Janneke Adema was invited to give talks at Experiments in Radical Publishing with Charlotte Crofts (UWE/Screenworks), Ashwani Sharma (UAL/darkmatter), and Mark Peter Wright (UAL/CRiSAP), organised by the Sonic Screen Lab, London College of Communication, UAL, in London on 1 May, and at Wanting Better: The Practice of Publishing for Practice Research, with William Urricchio (MIT/Utrecht University), organised by Nick Thurston, at The Centre for Practice Research in the Arts (CePRA) at Leeds University, on 15 May. Janneke is also convening the roundtable ‘Experimenting with Academic Knowledge Production’, at EASST-4S 2024 Amsterdam: Making and Doing Transformations, which includes talks by fellow Experimental Publishing Group members Simon Bowie, Rebekka Kiesewetter, and Julien McHardy. The conference will take place at the Athena – Research and Education Institute at Vrije Universiteit Amsterdam (VU Amsterdam) (NL), 16-19 July.

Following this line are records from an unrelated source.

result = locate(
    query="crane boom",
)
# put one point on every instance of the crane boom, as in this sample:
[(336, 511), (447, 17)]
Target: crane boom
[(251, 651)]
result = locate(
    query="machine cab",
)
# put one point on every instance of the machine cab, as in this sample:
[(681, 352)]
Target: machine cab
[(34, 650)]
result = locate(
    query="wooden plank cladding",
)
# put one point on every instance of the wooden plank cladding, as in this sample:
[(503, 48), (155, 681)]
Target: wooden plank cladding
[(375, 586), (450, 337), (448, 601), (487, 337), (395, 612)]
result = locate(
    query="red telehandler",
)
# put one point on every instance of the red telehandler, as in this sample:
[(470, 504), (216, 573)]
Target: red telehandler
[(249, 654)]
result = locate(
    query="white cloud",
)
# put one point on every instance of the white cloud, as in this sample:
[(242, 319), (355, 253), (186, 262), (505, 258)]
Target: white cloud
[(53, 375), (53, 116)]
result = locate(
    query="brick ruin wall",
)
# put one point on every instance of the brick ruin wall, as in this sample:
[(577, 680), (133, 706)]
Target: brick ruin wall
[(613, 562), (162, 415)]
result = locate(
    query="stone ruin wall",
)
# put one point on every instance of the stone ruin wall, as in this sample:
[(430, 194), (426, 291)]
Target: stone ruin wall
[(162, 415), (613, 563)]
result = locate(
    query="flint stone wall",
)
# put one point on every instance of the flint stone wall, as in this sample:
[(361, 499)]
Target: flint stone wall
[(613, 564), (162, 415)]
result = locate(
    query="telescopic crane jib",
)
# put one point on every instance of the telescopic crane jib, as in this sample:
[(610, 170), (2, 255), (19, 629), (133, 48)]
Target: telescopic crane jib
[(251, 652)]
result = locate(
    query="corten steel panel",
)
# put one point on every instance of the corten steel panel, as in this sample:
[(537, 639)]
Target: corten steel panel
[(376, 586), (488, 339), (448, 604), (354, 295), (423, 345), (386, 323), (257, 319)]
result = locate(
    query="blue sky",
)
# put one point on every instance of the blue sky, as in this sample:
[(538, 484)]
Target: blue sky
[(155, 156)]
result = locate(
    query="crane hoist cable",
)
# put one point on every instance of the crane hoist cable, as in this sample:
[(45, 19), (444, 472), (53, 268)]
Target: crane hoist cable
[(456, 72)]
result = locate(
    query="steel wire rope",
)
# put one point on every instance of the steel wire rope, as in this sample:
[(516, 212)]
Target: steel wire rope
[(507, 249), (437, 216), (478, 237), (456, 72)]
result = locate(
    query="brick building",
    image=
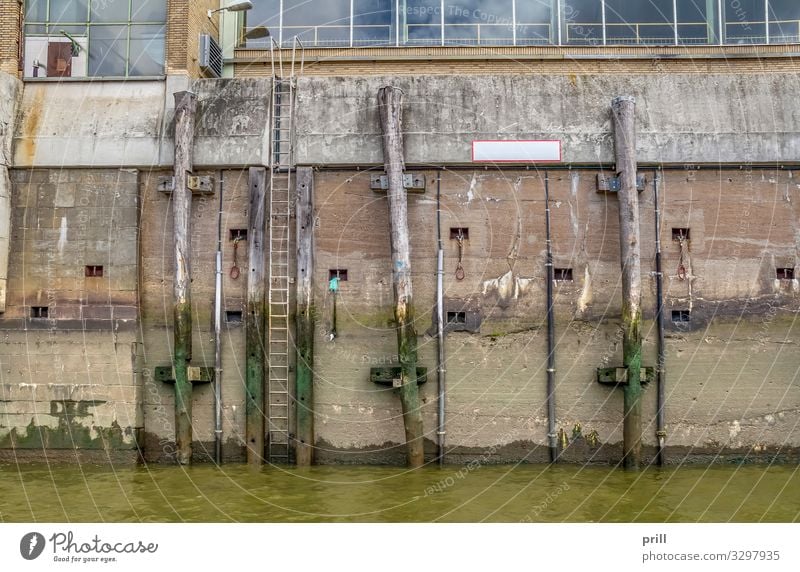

Janneke Adema, Simon Bowie, Judith Fathallah, and Rebekka Kiesewetter attended a two-day meeting of the Open Book Futures project team from 20–21 March 2024 at Manchester Art Gallery in Manchester. The team reflected on the successful first year of the project and looked ahead to the second year alongside colleagues working on Copim’s Open Book Collective, Opening the Future, and Thoth. Copim’s Experimental Publishing Group also announced the three experimental book publishing pilot projects that the Open Book Futures project will be funding and that they will be supporting for the next two years. The group will be helping to support ‘Database as Book’, ‘Deep Maps: Blue Humanities’, and ‘Servpub: A Collective Infrastructure to Serve and Publish’. Copim’s Experimental Publishing Compendium developed and curated by the Experimental Publishing Group, was nominated for a DH Award 2023 in the ‘Best DH tool or suite of tools’ category alongside a slate of other great digital humanities tools, resources, and publications. Janneke Adema wrote more about our nomination in a blogpost.